Halaman

Senin, 25 Juni 2012

SAYA (tidak) MARAH

Saya tidak suka orang lain terimbas oleh apa yang seharusnya saya tanggung sendirian, apalagi orang lain itu adalah orang-orang terdekat yang sangat saya sayangi.

Rasanya sedih. Seperti merobek hati sendiri. Mungkin tujuannya hanya untuk melindungi, menyelamatkan saya dari sekedar cibiran atau cemoohan yang sebetulnya tidak perlu didengar.
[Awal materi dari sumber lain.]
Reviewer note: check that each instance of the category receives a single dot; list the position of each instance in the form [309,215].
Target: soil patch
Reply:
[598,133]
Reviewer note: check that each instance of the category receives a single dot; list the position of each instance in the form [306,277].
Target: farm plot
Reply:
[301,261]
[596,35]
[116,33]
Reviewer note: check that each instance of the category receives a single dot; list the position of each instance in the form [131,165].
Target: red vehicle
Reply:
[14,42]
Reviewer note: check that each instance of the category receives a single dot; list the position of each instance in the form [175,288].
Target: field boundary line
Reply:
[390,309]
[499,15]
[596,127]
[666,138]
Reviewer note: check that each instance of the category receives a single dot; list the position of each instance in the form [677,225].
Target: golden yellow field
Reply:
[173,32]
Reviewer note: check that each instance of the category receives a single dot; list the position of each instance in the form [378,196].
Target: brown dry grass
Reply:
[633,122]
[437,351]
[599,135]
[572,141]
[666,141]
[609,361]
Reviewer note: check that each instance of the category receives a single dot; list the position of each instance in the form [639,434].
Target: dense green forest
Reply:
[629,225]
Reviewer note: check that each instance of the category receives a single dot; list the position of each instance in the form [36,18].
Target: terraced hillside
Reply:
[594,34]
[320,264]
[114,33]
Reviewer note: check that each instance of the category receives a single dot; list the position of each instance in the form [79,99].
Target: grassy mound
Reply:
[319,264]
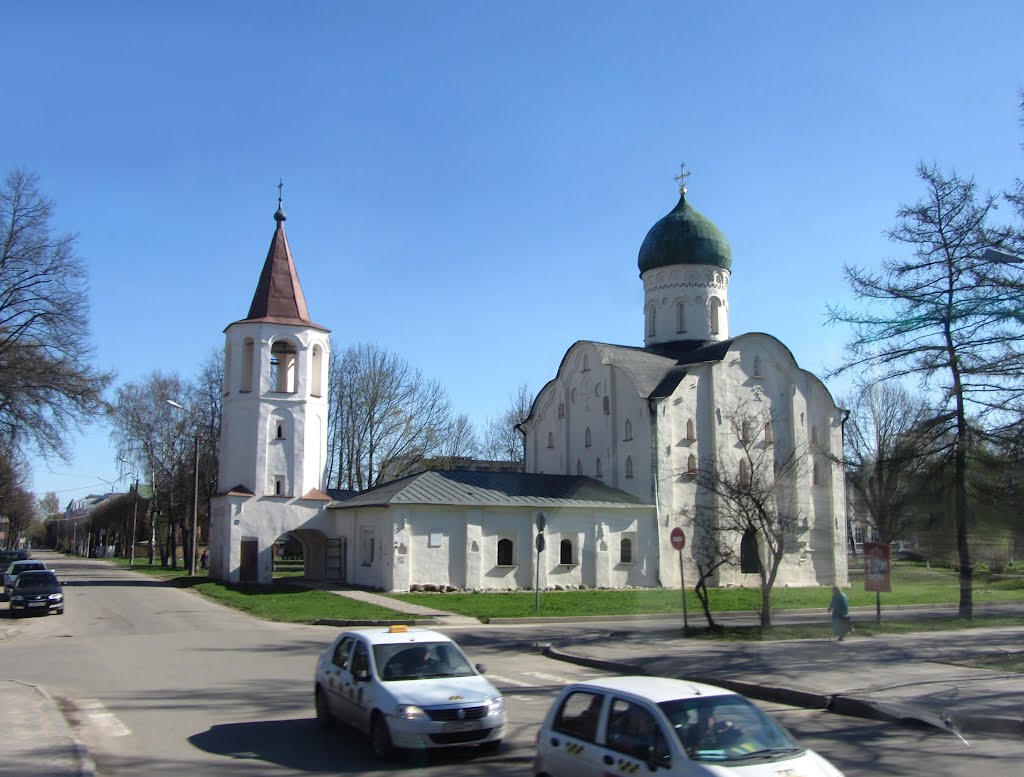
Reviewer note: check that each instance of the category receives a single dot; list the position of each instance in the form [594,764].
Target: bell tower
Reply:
[273,424]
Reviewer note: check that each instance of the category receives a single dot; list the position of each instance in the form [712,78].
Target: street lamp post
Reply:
[192,555]
[134,516]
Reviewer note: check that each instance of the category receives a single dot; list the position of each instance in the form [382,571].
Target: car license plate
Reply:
[462,726]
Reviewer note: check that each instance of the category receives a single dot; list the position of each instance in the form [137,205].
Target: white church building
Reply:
[612,444]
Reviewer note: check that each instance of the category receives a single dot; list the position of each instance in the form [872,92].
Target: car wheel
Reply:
[324,717]
[491,747]
[380,738]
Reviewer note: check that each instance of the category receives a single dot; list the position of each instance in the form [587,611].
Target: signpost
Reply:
[539,543]
[878,573]
[678,540]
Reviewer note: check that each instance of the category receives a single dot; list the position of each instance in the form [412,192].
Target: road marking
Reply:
[551,678]
[102,718]
[510,681]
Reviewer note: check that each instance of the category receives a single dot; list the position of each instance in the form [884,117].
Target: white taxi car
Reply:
[407,688]
[642,725]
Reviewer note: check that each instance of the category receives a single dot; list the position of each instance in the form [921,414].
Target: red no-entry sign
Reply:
[678,538]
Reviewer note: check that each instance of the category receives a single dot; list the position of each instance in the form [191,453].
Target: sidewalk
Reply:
[906,677]
[38,742]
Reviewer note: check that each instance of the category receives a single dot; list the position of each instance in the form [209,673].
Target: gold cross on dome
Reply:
[681,178]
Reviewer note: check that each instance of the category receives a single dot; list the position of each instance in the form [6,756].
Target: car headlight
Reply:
[411,713]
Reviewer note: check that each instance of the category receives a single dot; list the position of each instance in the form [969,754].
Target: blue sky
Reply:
[468,183]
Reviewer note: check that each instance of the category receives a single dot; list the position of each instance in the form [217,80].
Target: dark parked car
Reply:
[36,591]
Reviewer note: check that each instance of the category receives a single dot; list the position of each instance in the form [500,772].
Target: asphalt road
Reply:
[158,681]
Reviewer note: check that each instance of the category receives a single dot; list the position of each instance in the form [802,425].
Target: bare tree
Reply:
[887,448]
[950,317]
[385,417]
[458,442]
[749,491]
[502,439]
[49,385]
[146,431]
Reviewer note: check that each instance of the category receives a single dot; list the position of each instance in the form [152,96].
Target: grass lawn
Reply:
[293,604]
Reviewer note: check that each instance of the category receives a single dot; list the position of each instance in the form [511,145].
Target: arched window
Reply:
[316,389]
[283,368]
[227,371]
[248,351]
[505,555]
[744,473]
[750,561]
[565,552]
[625,551]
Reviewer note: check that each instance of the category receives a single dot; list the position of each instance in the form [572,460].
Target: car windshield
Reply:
[37,584]
[419,660]
[727,728]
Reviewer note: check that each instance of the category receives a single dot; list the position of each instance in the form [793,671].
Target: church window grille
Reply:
[626,551]
[750,560]
[565,552]
[316,387]
[506,552]
[248,351]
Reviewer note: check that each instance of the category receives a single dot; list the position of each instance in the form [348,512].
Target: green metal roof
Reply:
[684,236]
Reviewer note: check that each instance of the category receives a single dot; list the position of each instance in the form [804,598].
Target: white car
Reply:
[642,725]
[15,569]
[407,688]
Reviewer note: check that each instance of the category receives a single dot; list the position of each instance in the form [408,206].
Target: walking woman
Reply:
[840,609]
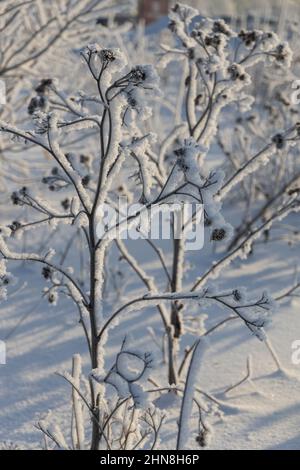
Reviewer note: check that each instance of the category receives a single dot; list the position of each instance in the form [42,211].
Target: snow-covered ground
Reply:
[263,413]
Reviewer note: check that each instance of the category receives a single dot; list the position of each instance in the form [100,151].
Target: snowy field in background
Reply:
[261,414]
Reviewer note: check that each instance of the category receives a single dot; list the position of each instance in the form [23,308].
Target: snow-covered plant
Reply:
[127,158]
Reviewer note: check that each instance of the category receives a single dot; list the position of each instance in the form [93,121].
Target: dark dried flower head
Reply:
[14,226]
[278,140]
[218,234]
[37,103]
[221,27]
[202,438]
[23,191]
[138,74]
[44,85]
[248,37]
[107,55]
[213,41]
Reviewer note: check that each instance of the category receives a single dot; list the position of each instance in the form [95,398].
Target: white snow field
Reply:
[180,349]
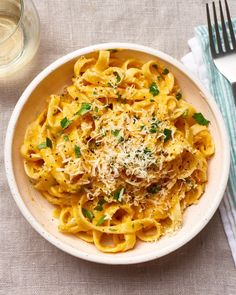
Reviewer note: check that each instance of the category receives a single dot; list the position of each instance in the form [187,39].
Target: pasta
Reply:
[120,153]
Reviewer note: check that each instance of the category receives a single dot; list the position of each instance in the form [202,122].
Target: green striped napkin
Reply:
[221,91]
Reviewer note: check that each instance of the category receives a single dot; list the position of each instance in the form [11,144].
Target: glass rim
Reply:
[18,23]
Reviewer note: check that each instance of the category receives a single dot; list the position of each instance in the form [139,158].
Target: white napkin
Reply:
[194,63]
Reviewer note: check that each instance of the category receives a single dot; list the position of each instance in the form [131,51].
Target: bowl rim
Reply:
[110,257]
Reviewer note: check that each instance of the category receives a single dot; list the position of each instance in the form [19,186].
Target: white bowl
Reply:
[38,211]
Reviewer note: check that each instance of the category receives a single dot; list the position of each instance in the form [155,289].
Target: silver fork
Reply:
[222,50]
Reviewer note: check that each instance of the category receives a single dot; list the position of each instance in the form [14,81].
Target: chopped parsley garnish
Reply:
[100,204]
[154,188]
[87,213]
[65,123]
[44,145]
[165,71]
[178,96]
[77,151]
[154,127]
[101,220]
[115,132]
[85,107]
[147,150]
[118,78]
[199,118]
[167,134]
[118,194]
[142,127]
[121,139]
[153,89]
[66,137]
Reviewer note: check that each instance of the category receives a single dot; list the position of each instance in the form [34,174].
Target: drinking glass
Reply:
[19,34]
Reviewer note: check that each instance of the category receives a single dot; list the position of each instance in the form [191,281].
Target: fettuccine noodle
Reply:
[120,154]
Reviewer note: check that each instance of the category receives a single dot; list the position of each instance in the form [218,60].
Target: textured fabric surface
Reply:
[200,62]
[29,265]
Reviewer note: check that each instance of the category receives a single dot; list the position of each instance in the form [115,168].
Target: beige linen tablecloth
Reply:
[29,264]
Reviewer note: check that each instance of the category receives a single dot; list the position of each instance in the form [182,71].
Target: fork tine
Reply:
[230,25]
[218,39]
[225,35]
[212,45]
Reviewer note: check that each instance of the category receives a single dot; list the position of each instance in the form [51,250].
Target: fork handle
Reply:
[234,90]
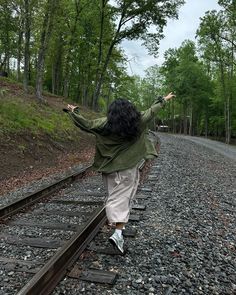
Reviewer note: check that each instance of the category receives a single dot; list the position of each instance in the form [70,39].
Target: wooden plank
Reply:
[107,250]
[134,217]
[56,226]
[32,242]
[63,213]
[139,207]
[75,202]
[129,233]
[16,265]
[144,197]
[94,275]
[88,193]
[146,189]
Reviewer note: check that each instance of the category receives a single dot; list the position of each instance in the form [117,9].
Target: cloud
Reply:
[175,33]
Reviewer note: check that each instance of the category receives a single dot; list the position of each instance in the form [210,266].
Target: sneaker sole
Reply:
[114,244]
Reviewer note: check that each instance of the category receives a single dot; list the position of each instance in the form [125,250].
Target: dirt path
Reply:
[219,147]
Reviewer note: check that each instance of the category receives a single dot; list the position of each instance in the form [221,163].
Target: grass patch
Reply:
[17,116]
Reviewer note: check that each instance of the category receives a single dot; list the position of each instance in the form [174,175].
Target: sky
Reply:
[175,32]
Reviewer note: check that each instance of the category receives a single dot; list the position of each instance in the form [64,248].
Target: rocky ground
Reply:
[186,242]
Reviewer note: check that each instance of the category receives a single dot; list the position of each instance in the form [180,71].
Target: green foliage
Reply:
[16,116]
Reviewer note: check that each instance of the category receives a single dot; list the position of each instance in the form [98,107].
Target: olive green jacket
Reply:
[114,153]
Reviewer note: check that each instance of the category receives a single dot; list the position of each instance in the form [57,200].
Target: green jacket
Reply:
[113,153]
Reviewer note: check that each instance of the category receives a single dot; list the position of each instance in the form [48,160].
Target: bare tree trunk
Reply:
[191,119]
[45,36]
[27,23]
[19,53]
[67,72]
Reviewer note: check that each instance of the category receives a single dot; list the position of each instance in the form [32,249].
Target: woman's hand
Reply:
[169,96]
[71,107]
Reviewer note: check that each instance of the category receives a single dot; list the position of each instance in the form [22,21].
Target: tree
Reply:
[133,19]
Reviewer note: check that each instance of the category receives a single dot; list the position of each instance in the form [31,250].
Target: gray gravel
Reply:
[186,241]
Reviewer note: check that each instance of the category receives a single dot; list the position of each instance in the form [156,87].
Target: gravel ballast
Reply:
[186,241]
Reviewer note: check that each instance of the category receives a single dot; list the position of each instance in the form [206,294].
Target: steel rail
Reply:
[31,198]
[55,269]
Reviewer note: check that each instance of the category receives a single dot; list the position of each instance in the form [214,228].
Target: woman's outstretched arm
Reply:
[87,125]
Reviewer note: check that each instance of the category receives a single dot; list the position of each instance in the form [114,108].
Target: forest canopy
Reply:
[72,48]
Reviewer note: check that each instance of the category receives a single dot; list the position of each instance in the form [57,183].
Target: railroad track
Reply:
[41,243]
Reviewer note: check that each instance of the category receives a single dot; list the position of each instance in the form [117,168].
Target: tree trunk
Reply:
[45,36]
[27,23]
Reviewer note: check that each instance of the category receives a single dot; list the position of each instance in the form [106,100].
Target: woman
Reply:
[121,144]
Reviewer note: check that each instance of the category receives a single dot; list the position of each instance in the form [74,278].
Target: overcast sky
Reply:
[175,33]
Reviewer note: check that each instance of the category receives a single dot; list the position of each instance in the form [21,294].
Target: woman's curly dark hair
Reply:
[123,119]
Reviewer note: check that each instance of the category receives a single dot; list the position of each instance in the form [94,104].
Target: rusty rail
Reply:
[31,198]
[55,269]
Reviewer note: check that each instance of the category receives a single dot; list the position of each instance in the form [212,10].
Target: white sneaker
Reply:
[117,241]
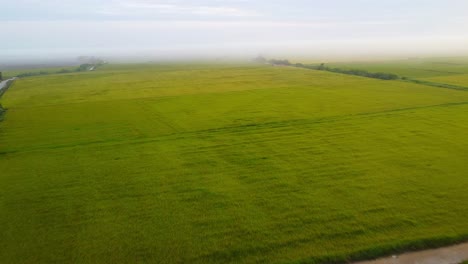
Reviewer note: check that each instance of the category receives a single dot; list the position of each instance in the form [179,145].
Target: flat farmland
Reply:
[228,163]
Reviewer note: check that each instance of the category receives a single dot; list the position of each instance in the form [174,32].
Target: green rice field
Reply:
[200,163]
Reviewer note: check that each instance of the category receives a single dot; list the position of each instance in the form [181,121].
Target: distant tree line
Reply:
[323,67]
[363,73]
[81,68]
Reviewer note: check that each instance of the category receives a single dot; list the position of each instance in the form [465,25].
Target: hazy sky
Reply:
[231,27]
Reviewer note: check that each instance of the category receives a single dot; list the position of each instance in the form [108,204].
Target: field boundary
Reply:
[435,84]
[229,129]
[3,89]
[373,253]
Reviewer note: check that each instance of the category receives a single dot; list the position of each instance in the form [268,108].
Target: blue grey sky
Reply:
[233,27]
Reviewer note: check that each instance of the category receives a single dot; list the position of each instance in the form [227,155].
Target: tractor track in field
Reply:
[446,255]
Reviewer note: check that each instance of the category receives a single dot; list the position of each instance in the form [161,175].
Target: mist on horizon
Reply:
[231,29]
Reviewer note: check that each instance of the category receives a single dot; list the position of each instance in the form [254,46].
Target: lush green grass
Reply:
[242,164]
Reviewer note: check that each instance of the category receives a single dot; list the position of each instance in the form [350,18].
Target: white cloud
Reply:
[133,7]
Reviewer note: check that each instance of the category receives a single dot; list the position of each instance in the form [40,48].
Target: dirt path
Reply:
[446,255]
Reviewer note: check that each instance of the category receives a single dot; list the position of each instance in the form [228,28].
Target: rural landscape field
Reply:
[233,163]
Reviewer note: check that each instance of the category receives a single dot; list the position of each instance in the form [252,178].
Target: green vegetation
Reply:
[415,68]
[218,164]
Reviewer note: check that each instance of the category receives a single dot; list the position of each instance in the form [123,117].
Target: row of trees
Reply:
[81,68]
[323,67]
[363,73]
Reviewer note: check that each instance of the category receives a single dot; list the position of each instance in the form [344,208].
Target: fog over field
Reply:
[174,29]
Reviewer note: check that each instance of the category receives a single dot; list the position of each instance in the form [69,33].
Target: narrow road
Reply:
[446,255]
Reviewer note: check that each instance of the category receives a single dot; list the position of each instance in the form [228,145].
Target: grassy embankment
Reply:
[201,164]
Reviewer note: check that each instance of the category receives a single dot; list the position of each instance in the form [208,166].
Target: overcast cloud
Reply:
[232,27]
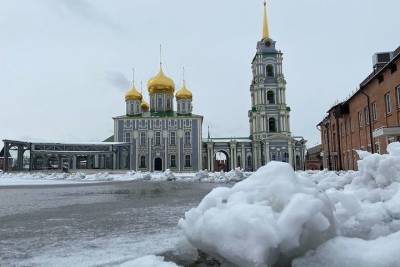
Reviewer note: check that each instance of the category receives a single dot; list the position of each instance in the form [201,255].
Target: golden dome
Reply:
[184,93]
[145,106]
[161,84]
[133,94]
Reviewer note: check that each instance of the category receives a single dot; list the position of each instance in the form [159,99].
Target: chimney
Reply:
[381,59]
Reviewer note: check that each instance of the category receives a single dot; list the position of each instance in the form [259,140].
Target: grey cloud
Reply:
[118,80]
[84,9]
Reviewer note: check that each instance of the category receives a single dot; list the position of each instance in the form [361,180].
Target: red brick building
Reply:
[368,120]
[313,158]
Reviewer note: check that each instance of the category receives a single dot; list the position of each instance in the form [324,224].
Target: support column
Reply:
[30,157]
[149,153]
[290,150]
[74,162]
[267,158]
[166,151]
[20,158]
[255,153]
[5,165]
[243,158]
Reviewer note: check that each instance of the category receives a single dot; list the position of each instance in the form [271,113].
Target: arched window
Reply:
[272,125]
[187,138]
[270,71]
[159,104]
[188,162]
[249,161]
[173,161]
[271,97]
[142,162]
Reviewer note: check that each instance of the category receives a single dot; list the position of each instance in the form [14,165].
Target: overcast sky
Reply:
[65,64]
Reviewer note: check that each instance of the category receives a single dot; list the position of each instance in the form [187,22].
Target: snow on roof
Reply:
[41,141]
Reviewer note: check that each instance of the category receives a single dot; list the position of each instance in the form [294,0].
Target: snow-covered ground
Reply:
[34,178]
[282,218]
[277,217]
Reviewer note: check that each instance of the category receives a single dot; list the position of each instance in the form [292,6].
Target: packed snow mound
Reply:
[350,252]
[236,175]
[149,261]
[382,169]
[314,218]
[270,216]
[168,175]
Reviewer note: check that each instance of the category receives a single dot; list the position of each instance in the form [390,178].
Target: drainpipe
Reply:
[329,148]
[370,122]
[338,133]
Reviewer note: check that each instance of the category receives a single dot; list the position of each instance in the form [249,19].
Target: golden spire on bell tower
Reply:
[265,22]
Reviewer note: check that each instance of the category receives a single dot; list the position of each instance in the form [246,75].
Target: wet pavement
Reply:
[92,224]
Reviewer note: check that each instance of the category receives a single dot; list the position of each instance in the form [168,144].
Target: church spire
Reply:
[265,23]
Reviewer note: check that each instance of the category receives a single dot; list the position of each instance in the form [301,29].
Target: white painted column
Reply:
[243,157]
[290,150]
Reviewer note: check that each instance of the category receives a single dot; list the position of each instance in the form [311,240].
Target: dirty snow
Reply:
[279,217]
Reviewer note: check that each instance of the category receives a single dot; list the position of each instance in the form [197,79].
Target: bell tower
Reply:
[269,114]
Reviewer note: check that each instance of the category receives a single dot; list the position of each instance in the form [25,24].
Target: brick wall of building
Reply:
[347,128]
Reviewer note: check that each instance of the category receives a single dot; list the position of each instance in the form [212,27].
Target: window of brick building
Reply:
[388,103]
[393,68]
[173,161]
[366,115]
[398,96]
[142,162]
[374,112]
[158,138]
[188,161]
[142,138]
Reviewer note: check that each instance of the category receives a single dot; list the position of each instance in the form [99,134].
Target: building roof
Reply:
[36,142]
[2,153]
[227,139]
[172,114]
[314,150]
[368,80]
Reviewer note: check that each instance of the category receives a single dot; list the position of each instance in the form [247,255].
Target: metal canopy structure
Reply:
[56,155]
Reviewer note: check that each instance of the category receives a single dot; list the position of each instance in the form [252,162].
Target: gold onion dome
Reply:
[161,84]
[133,94]
[145,106]
[184,93]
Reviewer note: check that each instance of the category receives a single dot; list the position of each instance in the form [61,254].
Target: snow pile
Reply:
[149,261]
[350,252]
[222,177]
[317,218]
[168,175]
[270,214]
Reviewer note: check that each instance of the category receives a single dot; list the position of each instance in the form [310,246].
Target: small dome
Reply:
[145,106]
[161,84]
[133,94]
[184,93]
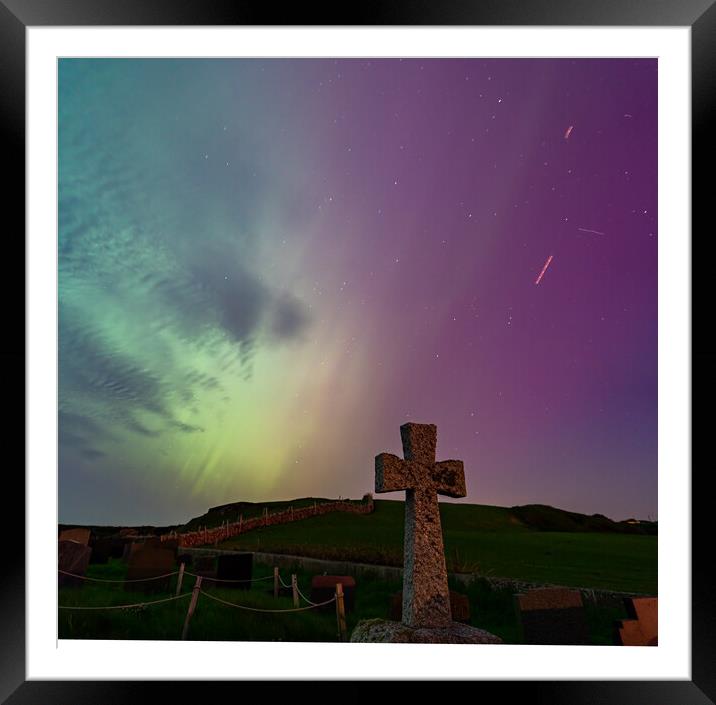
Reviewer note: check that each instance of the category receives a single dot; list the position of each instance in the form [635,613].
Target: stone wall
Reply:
[228,530]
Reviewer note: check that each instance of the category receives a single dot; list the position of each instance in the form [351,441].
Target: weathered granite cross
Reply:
[426,597]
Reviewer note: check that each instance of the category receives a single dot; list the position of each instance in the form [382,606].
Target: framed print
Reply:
[254,251]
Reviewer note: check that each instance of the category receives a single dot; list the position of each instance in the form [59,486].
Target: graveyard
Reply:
[330,571]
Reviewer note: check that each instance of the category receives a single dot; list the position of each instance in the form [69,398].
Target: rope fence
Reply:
[124,607]
[196,591]
[237,580]
[312,606]
[102,580]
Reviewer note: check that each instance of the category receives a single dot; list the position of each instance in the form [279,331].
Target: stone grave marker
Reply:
[427,617]
[642,627]
[459,606]
[205,566]
[237,567]
[73,557]
[323,587]
[80,535]
[552,616]
[150,562]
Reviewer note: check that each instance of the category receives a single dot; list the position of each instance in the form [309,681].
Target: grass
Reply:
[489,541]
[211,621]
[492,610]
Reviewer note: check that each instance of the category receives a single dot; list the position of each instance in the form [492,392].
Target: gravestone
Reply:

Kalaupun terdengar, biarkan saya yang menanggung sendirian. Saya sudah cukup bebal, tidak akan mempan oleh beragam sindiran ataupun tekanan yang kerap ditujukan. Saya sudah hidup dengan hal itu sedemikian lama, dan saya menjadi kuat karenanya.

Berbeda dengan mereka. Mereka belum terbiasa, mereka takut saya terluka atau lebih parah terbebani. Padahal beban yang mungkin orang anggap berat itu buat saya cukup ringan. Tergantung cara pandang memang, tapi mungkin cara pandang saya yang lagi-lagi harus dipersalahkan. Saya hidup di lingkungan dengan orang-orang berpikiran mainstream, jadi ketika saya memilih untuk menjadi tidak mainstream maka saya adalah dosa. Itu hasil penarikan kesimpulan saya sendiri, kalau salah saya mohon dimaafkan.

Saya tidak suka orang lain terimbas oleh apa yang seharusnya saya tanggung sendirian, apalagi orang lain itu adalah kedua orang tua saya.

Jangan ganggu mereka dengan pertanyaan-pertanyaan yang bisa memerahkan telinga. Ajukan pertanyaan itu pada saya karena saya punya berjuta jawaban yang pastinya tidak akan memuaskan kalian. Tapi saya tidak peduli. Kewajiban saya hanya menjawab pertanyaan, kalau kalian tidak puas dengan apa yang saya ungkapkan itu urusan kalian.

Saya tidak meminta makan dari kalian, jadi jangan menuntut saya untuk melakukan apa yang kalian diktekan. Kalau saya bisa memilih tentu saya juga tidak akan mengambil jalan seperti ini, sudah dari dulu saya mengakhiri kesendirian dan berumah tangga seperti yang kalian gadang-gadangkan seolah dengan menikah kebahagiaan sudah pasti ada di dalam genggaman. Saya tidak sangsi akan hal itu, orang menikah untuk bahagia tapi jangan mengambil silogisme kalau saya belum menikah berarti saya tidak bisa bahagia.

Saya ingin menikah. Saya akan menikah. Nanti. Ketika saya sudah bertemu dengan jodoh saya yang sampai sekarang masih Tuhan sembunyikan. Jangan salahkan Tuhan! Mungkin untuk saat ini Tuhan melihat saya belum cukup baik untuk membawa pasangan saya ke arah yang lebih baik. Tuhan ingin menguji kesabaran saya dengan hadiah seorang pasangan yang sebetulnya sudah jauh Dia persiapkan. Kenapa saya harus sangsi? Kenapa kalian harus sangsi? Tuhan tidak pernah zhalim.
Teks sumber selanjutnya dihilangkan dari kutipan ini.